‘Raadslid zijn is geen baan, het is hetzelfde als vrijwilliger of mantelzorger zijn,’ beweerde iemand van de week. Dat heb ik toch niet zo ervaren in mijn raadsperiode. Ik trad aan toen mijn jongste dochter en derde kind nog geen twee maanden oud was. Ik had een druk gezinsleven, een eigen bedrijf en was daarnaast vrijwilliger als eindredacteur van de Dorpspraet in Otterlo. Het raadswerk werd een baan ernaast. Vele avonden en dagen vergaderen, stukken lezen, moties en amendementen voorbereiden, met ambtenaren en kiezers overleggen en op vrijdagmiddag een dikke stapel papier die je in het weekend geacht werd door te nemen. Een aanslag op het gezinsleven en ook op ons bedrijf waar mijn vele afwezigheid zich in mindere resultaten uitdrukte.
Het is daarom niet zo gek dat steeds minder mensen raadslid willen worden. Bij de laatste gemeenteraadsverkiezingen hadden veel politieke partijen grote moeite om kandidaten te vinden. Raadslid zijn is als je het goed wilt doen dan ook gewoon keihard werken. Dat blijkt ook uit een in 2017 gehouden enquête onder 104 griffiers die gemeenteraadsleden ondersteunen: ‘Bleke gezichten. Vergadermoeheid. Stress. Raadsleden overal in Nederland komen tijd tekort om hun werk te doen.’ Het NRC kopte: ’Raadsleden gaan bijna ten onder aan hun functie, die ze in deeltijd doen,’
Logisch dus dat je het raadslidmaatschap aantrekkelijker wil maken. Bijvoorbeeld door de financiële voorwaarden te verbeteren. Dat is precies wat de Edese gemeenteraad deze week deed. Zij besloot om raadsleden de financiële mogelijkheid te geven voorzieningen te treffen voor pensioen, overlijden of arbeidsongeschiktheid.
Het eerste wat je bij zo’n besluit zou kunnen denken is: ‘Hebben zij dan nog niet zo’n voorziening, wat is dat voor malligheid?’ In plaats daarvan zie je beweringen als ‘Raadsleden besluiten over hun eigen dertiende maand.’ Met dat laatste wordt, waarschijnlijk onbedoeld, het belang aangegeven van de gemeenteraad. Zij is het hoofd der gemeente en heeft het budgetrecht. Er wordt geen cent uitgegeven zonder toestemming van de gemeenteraad. Dat hebben we nu eenmaal zo afgesproken in Nederland. De gemeenteraad gaat dus ook over de eigen vergoeding.

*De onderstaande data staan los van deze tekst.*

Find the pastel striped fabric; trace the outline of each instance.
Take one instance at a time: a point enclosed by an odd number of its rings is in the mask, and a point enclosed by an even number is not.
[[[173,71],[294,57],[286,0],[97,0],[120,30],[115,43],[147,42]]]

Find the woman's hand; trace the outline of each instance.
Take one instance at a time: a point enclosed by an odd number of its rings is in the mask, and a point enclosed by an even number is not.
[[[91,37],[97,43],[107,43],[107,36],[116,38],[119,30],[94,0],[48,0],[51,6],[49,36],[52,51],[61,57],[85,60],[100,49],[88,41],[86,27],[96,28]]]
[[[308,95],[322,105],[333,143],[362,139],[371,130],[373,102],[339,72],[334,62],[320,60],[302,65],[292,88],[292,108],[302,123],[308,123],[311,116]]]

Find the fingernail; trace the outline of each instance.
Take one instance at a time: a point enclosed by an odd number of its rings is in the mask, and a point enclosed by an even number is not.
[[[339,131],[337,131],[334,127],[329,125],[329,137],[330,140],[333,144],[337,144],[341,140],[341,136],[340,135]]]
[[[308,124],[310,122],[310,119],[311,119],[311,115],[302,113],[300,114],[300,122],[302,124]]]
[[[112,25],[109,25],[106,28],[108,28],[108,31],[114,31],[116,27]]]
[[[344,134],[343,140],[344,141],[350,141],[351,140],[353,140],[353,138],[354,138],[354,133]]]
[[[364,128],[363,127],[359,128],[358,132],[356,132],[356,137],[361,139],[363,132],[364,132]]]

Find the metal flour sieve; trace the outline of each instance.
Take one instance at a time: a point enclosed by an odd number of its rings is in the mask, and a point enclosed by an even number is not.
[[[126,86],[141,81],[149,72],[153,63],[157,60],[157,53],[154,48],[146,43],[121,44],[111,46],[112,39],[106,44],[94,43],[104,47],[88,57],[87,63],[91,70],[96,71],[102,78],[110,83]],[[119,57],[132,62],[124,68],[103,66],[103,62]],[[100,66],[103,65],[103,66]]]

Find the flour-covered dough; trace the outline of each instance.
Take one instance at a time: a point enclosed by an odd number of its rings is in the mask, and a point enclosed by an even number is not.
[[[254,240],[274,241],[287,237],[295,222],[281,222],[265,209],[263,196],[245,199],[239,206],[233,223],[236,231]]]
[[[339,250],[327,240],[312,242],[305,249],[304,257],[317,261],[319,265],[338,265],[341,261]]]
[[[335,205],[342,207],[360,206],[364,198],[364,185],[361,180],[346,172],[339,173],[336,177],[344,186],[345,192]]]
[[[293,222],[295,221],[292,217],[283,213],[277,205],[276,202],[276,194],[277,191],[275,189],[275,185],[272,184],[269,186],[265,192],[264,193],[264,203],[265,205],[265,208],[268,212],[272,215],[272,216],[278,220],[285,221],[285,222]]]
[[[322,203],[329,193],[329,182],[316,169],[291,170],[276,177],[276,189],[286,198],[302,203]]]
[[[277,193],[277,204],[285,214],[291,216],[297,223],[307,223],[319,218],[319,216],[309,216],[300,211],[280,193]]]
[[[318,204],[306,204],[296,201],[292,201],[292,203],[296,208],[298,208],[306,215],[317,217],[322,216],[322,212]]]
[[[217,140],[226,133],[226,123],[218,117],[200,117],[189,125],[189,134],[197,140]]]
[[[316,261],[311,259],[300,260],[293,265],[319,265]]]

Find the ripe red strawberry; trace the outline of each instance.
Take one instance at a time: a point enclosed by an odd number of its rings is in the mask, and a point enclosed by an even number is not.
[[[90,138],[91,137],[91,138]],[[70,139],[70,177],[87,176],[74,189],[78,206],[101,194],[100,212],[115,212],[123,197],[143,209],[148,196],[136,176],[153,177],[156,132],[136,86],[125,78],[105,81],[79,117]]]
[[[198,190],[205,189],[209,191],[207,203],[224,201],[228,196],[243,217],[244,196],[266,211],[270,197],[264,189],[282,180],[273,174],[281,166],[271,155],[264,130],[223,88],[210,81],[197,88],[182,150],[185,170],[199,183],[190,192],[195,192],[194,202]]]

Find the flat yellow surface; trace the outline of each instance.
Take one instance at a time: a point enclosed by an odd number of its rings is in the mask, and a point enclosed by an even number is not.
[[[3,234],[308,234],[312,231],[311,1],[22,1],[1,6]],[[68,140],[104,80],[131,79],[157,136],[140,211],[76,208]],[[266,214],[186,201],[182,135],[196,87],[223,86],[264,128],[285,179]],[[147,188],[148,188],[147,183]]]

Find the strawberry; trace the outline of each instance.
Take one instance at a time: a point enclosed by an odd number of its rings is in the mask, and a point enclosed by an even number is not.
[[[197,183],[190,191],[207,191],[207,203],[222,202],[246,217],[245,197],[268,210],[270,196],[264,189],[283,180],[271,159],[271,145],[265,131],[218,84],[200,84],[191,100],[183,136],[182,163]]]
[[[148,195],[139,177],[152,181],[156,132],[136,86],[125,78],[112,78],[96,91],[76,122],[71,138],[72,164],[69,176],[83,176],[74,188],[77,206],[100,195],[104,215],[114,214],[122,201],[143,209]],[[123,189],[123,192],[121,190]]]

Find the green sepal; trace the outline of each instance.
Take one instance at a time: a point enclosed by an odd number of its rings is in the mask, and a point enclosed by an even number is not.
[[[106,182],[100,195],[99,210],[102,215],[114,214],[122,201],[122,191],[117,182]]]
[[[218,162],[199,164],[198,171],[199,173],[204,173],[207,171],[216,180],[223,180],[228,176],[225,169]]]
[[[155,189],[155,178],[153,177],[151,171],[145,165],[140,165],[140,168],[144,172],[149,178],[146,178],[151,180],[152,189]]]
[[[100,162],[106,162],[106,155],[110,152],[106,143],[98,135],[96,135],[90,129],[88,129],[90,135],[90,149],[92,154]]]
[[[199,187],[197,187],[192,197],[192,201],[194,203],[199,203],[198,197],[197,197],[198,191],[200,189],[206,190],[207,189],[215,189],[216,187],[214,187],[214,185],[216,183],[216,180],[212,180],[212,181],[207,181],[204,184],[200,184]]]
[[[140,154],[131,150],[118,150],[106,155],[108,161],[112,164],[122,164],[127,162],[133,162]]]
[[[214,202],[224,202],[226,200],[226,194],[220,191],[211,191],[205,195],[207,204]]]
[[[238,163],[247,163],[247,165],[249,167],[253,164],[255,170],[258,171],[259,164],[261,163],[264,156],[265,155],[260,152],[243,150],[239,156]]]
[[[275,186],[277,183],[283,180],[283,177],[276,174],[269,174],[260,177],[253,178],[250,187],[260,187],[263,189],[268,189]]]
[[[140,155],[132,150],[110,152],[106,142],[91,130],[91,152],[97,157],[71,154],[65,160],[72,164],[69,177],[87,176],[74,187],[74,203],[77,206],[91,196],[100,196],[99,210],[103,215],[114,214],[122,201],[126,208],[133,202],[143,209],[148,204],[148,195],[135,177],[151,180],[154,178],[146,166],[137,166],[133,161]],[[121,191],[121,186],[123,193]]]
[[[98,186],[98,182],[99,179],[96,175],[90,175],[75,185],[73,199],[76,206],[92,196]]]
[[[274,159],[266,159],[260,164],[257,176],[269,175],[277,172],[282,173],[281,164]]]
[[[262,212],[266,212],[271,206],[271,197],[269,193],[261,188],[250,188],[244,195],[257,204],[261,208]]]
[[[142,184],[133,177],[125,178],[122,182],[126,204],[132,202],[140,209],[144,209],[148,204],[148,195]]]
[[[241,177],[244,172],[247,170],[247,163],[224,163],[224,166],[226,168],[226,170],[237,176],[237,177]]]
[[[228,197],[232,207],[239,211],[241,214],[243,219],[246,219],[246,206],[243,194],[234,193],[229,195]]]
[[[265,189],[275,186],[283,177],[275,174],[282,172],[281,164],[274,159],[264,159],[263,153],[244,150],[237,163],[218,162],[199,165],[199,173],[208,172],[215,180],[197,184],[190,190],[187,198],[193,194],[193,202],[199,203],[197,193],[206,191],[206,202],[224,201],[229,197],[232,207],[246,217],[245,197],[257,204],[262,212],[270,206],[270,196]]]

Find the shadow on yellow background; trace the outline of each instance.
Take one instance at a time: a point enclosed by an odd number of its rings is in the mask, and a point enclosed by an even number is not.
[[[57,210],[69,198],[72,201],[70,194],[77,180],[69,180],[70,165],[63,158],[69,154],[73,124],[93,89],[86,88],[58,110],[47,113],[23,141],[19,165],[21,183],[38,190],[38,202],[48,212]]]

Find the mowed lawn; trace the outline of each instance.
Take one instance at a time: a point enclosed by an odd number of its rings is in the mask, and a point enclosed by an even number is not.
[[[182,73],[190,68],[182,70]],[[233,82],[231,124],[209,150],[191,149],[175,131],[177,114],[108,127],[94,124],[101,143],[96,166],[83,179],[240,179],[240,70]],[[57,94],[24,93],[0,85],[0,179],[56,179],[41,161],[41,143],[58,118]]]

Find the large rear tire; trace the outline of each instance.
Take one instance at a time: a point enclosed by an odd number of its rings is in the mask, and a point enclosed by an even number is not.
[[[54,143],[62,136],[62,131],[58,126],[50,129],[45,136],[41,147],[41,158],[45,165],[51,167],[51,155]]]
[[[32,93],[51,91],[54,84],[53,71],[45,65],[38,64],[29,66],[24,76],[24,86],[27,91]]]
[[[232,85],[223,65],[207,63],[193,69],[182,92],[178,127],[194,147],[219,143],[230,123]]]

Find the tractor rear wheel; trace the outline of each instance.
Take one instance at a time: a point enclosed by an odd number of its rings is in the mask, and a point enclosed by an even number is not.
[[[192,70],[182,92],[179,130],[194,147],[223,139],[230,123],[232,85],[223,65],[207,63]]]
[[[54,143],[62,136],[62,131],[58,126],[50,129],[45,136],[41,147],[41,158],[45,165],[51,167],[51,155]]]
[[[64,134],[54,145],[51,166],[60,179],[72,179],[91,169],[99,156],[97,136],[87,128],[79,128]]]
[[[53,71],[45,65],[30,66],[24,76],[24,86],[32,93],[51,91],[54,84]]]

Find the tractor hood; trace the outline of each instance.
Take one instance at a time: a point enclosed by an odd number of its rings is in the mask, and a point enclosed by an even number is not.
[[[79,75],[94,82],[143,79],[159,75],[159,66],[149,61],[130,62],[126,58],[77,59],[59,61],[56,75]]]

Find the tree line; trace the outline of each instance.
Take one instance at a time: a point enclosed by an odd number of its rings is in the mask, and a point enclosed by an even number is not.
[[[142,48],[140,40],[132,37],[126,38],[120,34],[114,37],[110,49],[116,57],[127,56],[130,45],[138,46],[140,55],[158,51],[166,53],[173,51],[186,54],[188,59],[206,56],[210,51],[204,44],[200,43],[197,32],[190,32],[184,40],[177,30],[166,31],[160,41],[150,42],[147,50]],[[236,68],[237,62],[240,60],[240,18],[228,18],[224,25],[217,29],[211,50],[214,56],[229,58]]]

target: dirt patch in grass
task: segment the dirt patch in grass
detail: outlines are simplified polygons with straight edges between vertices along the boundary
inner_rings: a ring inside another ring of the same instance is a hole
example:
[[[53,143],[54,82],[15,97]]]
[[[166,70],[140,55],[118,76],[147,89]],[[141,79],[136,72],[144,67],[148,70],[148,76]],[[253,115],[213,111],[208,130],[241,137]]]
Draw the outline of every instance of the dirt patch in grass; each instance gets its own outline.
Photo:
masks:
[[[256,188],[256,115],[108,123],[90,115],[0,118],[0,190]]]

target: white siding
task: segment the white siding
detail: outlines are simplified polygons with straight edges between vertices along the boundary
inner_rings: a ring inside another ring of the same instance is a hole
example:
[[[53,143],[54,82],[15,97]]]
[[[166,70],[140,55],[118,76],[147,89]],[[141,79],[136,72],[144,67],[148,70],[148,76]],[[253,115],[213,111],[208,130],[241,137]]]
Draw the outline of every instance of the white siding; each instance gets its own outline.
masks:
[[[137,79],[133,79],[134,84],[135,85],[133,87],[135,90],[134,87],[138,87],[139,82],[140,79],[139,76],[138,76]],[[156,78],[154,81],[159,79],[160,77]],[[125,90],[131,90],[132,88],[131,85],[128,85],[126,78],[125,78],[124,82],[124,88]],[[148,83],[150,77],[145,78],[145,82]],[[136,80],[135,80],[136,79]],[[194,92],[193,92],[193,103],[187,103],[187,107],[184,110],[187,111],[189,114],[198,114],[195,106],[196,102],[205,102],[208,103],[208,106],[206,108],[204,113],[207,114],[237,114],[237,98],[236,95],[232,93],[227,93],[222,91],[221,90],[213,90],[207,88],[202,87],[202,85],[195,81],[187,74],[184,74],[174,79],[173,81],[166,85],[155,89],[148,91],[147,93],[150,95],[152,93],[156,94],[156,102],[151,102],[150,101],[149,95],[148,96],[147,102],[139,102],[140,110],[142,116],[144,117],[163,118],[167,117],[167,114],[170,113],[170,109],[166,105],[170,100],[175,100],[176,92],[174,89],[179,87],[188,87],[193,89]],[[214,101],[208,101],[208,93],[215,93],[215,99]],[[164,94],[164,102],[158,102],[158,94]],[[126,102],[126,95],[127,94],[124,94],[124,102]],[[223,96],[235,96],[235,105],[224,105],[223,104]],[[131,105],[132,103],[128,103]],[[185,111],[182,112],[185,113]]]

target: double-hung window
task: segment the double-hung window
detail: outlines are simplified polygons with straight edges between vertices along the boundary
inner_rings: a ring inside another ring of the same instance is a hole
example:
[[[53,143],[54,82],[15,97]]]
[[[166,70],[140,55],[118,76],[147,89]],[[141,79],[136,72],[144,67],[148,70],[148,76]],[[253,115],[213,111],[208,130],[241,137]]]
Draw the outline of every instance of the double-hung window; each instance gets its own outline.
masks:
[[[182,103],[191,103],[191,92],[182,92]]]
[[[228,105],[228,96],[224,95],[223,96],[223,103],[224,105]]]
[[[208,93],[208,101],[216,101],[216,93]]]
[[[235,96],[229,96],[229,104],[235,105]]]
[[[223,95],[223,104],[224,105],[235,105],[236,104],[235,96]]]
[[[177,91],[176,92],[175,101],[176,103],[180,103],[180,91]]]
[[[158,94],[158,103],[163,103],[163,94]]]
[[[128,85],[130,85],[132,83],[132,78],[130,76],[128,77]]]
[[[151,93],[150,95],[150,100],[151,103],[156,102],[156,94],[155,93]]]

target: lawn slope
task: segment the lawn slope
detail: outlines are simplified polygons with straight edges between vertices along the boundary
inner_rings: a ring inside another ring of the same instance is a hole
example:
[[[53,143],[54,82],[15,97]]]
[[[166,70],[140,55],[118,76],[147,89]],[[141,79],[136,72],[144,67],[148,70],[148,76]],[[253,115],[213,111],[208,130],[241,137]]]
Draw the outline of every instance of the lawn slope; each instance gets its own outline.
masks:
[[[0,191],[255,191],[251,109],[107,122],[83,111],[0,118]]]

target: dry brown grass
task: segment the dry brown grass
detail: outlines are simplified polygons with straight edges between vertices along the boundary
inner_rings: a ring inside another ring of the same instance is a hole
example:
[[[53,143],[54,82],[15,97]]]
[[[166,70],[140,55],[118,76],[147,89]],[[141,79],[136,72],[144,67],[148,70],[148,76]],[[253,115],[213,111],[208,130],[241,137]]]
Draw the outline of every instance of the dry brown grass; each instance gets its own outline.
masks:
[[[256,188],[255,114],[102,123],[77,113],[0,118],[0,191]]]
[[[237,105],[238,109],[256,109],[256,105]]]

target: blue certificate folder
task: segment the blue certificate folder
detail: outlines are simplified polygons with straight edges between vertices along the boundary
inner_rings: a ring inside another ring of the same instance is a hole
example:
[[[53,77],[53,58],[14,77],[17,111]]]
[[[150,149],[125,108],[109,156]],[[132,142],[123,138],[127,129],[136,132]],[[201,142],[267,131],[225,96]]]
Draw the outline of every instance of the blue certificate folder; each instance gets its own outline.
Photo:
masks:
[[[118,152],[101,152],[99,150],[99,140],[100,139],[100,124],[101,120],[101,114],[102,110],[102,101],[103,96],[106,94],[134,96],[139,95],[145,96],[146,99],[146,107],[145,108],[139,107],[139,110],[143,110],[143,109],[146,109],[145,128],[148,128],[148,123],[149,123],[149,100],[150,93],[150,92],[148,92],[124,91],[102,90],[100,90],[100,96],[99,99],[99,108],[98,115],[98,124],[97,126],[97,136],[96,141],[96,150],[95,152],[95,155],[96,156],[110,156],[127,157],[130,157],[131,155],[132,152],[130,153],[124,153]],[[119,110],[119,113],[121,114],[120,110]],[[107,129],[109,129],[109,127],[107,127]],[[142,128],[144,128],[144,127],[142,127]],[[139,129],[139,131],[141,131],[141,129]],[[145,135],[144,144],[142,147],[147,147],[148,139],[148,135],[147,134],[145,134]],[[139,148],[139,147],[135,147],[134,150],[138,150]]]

Een lastige positie maar mits je politici niet als louter zakkenvullers beschouwt, mag je ervan uitgaan dat zo’n besluit niet zomaar genomen wordt.
De raadsfunctie is met de toegenomen verantwoordelijkheden van de gemeente ook in belang toegenomen. Gemeenten zijn sinds 2015 verantwoordelijk voor jeugdzorg, werk en inkomen en zorg aan langdurig zieken en ouderen. Dat betekent dus een nog grotere verantwoordelijkheid voor raadsleden. Zij moeten daarom meer dan ooit in staat zijn het beleid van de uitvoerende macht te controleren en zo nodig bij te sturen. Dat is een essentiële voorwaarde van een goed functionerende democratie.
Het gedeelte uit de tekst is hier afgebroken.